Text similarity¶

Compute a similarity score between two strings using one of three measures Cosine ,Jaccard, Levenshtein. Returns a single float in [0.0, 1.0] (1.0 ≡ identical).

Parameters¶

a (str): First text.
b (str): Second text.
method ("cosine" | "jaccard" | "levenshtein"; default "cosine")

Returns¶

float – similarity score in the range 0.0 – 1.0.

Methods¶

cosine Cosine similarity on unigram + bigram TF vectors built from lowercase word tokens.
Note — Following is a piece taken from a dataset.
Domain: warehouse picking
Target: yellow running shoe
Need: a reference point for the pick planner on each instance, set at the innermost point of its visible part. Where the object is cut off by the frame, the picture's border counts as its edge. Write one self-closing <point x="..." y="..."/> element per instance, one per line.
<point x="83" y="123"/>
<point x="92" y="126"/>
If either vector is all zeros (no tokens), the score is 0.0.
jaccard Jaccard index on sets of lowercase word tokens: J(A, B) = |A ∩ B| / |A ∪ B| (0 if both sets are empty).
levenshtein Normalised edit-distance similarity: sim = 1 − dist(a, b) / max(len(a), len(b)) Exact match → 1.0; completely different strings → closer to 0.0. Uses a memory-efficient dynamic programming routine.

Examples¶

Basic usage¶

import textwizard as tw

s1 = tw.text_similarity("kitten", "sitting", method="levenshtein")
s2 = tw.text_similarity("hello world", "hello brave world", method="jaccard")
s3 = tw.text_similarity("abc def", "abc xyz", method="cosine")
print(s1, s2, s3)

Output (placeholder)

5714285714285714
6666666666666666
33333333333333337

More examples¶

Cosine with bigrams:

import textwizard as tw
print(tw.text_similarity("deep learning", "learning deep nets", method="cosine"))

Output

0.5163977794943222

Jaccard on short phrases:

import textwizard as tw
print(tw.text_similarity("the quick brown fox", "the quick red fox", method="jaccard"))

Output

0.6

Levenshtein identical / empty:¶

import textwizard as tw
print(tw.text_similarity("same", "same", method="levenshtein"))  # 1.0
print(tw.text_similarity("", "nonempty", method="levenshtein"))  # 0.0

Output

1.0
0.0

Edge cases & notes¶

Mixed scripts and punctuation: tokens are extracted with \w+; punctuation is ignored for cosine/jaccard.
Very short texts can yield low cosine/jaccard scores due to sparse tokens; Levenshtein may be more stable.
Complexity: • Cosine/Jaccard – linear in token count. • Levenshtein – O(len(a)·len(b)) time, memory-optimised; suitable for short/medium strings.